Friday, June 04, 2004

Weekend Reading

So far so good here this week at the Book. Fortunes seem to have turned for the Marlins, with Beckett getting hurt and being swept at home by the red-hot Reds (despite twenty consecutive outs recorded by Dontrelle Willis to start the game). But A.J. Burnett is back and Matt Treanor has reached the majors for the first time after eleven years in the minors.

Not many of you have found your way to the guest map, but feel free to leave a little image and a few words about yourself there (it's on the right side, down towards the bottom some ways). For those of you who have already put yourself on the map, there are some new questions that you may or may not want to answer, so feel free to update yourself.
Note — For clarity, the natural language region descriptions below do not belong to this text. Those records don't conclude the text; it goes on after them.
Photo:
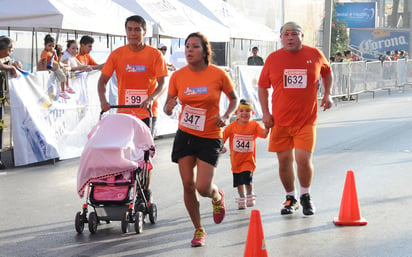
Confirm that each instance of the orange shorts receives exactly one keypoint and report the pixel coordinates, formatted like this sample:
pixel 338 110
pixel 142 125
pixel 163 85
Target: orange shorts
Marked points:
pixel 286 138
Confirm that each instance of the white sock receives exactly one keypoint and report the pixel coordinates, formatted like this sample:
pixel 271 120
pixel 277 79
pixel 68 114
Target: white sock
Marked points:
pixel 304 190
pixel 292 193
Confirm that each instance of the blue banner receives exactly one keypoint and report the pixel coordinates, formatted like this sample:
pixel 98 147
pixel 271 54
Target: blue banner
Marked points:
pixel 356 15
pixel 374 42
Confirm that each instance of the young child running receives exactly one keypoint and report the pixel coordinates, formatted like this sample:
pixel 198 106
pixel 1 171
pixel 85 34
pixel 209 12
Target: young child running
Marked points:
pixel 242 134
pixel 47 63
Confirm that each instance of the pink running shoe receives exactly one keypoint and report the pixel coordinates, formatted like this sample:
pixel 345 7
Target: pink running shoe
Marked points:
pixel 64 95
pixel 70 90
pixel 219 209
pixel 199 237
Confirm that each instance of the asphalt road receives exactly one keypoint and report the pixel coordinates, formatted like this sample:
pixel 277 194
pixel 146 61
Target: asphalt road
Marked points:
pixel 372 137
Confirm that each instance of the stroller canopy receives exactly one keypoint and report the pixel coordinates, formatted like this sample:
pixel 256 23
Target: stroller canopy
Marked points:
pixel 116 145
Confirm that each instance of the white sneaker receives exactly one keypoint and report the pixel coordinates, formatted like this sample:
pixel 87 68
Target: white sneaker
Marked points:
pixel 64 95
pixel 250 200
pixel 241 203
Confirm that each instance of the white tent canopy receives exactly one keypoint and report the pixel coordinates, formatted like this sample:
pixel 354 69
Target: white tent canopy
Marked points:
pixel 176 20
pixel 240 26
pixel 96 16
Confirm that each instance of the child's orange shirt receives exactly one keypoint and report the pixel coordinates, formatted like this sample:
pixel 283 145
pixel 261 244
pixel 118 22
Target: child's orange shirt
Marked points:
pixel 47 55
pixel 199 94
pixel 242 142
pixel 136 74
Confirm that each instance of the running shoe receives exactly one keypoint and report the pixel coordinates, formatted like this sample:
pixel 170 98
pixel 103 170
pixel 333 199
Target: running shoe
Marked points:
pixel 291 205
pixel 250 200
pixel 64 95
pixel 307 205
pixel 241 203
pixel 199 237
pixel 70 90
pixel 219 209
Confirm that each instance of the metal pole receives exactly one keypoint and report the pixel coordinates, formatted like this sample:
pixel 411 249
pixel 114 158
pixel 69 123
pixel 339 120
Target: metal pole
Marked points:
pixel 410 26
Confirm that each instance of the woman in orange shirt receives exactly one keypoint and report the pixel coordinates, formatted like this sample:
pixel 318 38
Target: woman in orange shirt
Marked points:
pixel 198 140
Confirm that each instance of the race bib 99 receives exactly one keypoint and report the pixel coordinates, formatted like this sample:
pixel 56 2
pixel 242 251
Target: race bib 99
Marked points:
pixel 243 143
pixel 135 96
pixel 295 78
pixel 193 118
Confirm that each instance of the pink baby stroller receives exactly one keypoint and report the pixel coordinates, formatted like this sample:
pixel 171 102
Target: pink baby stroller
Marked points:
pixel 114 167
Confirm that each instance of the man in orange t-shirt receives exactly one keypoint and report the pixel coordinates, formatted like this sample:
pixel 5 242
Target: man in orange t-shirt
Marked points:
pixel 140 71
pixel 293 73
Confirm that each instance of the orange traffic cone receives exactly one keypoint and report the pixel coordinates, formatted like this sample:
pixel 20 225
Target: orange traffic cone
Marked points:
pixel 349 214
pixel 255 243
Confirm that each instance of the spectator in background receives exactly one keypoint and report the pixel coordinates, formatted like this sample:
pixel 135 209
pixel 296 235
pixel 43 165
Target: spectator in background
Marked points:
pixel 49 61
pixel 6 65
pixel 388 55
pixel 86 45
pixel 348 55
pixel 255 59
pixel 163 49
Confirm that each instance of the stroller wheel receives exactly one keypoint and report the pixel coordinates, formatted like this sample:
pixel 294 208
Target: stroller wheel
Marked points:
pixel 125 222
pixel 93 222
pixel 78 223
pixel 153 213
pixel 138 222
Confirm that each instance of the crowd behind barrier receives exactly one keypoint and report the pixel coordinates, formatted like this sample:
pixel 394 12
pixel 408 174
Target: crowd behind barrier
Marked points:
pixel 45 126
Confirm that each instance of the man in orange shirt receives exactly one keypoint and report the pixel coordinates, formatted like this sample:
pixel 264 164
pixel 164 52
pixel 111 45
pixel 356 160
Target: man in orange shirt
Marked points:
pixel 86 45
pixel 140 72
pixel 293 72
pixel 242 134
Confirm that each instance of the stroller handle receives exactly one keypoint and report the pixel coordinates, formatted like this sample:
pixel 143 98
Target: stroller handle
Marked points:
pixel 129 106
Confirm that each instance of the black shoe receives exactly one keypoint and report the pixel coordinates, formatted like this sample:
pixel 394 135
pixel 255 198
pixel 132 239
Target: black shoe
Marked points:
pixel 291 205
pixel 307 205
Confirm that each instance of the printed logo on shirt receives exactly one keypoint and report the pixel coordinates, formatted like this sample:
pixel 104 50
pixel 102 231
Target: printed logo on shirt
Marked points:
pixel 243 143
pixel 197 90
pixel 135 68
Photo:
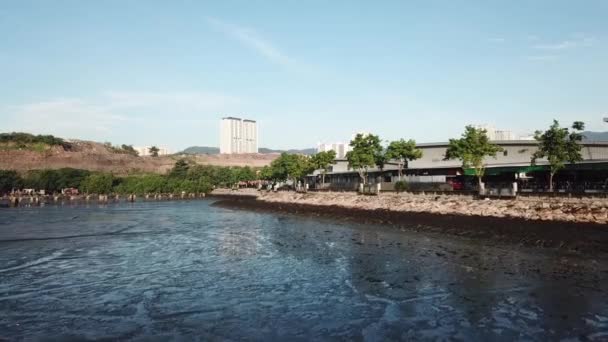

As promised earlier in the week, today I am providing some links to some of the more esoteric baseball writing I’ve come across lately. I know that this will not be everyone’s cup of tea, but if you’re looking for a way to pass the time between games at a regional this weekend (like me), this stuff could provide for some good reading material.

Follow this link for an introduction and three articles written by Theordore Turocy, a professor of Economics at Texas A&M. All of them are interesting, if a little bit academic. One of my favorites was this article on the supposed value of the home field advantage. I don’t know if any of you are aware of it, or if you even care, but up until the mid-1900s, the home team had the choice of whether they wanted to hit first or last. Originally, the idea was to hit first – but this was back when one ball was used per game and the material used to make the ball wasn’t quite as sturdy as it is today. Most of the time the home team would elect to hit first, when the ball was actually something more closely resembling a baseball than the Nerf-like, and dirty, ball you were likely to get later in the game. The article though goes into some detailed analysis of why it really isn’t much, if any, of a strategic advantage to have “last bats.” Once you think about it a little bit, this makes sense – particularly when the teams are relatively evenly matched – but it’s not exactly something that’s widely accepted in the game today.

I also enjoyed this series of articles put together by actuaries about baseball statistics. To make this series even more compelling, acclaimed author Bill James provides feedback to each of the authors.

One of my favorite baseball players of all time is Shoeless Joe Jackson. In this article, the author tries to assess what Jackson might have done for the remainder of his career had he not been banned from the game following the investigation into the 1919 Black Sox scandal. This may not be the most accurate or provable article you’ll ever read, but it’s interesting nonetheless.

Although this isn’t necessarily an “article,” I found David Pinto’s recent blog post about winning percentages to be very interesting. There are a number of variables to play with here, but you can use this model to gain a better understanding of the role that chance plays in the outcome of a 162 game baseball season, a 7 game post-season series, or pretty much anything else you want (flipping a coin, pulling an ace from a deck of cards, etc).

That’s all for now. Have a great weekend! GO CANES!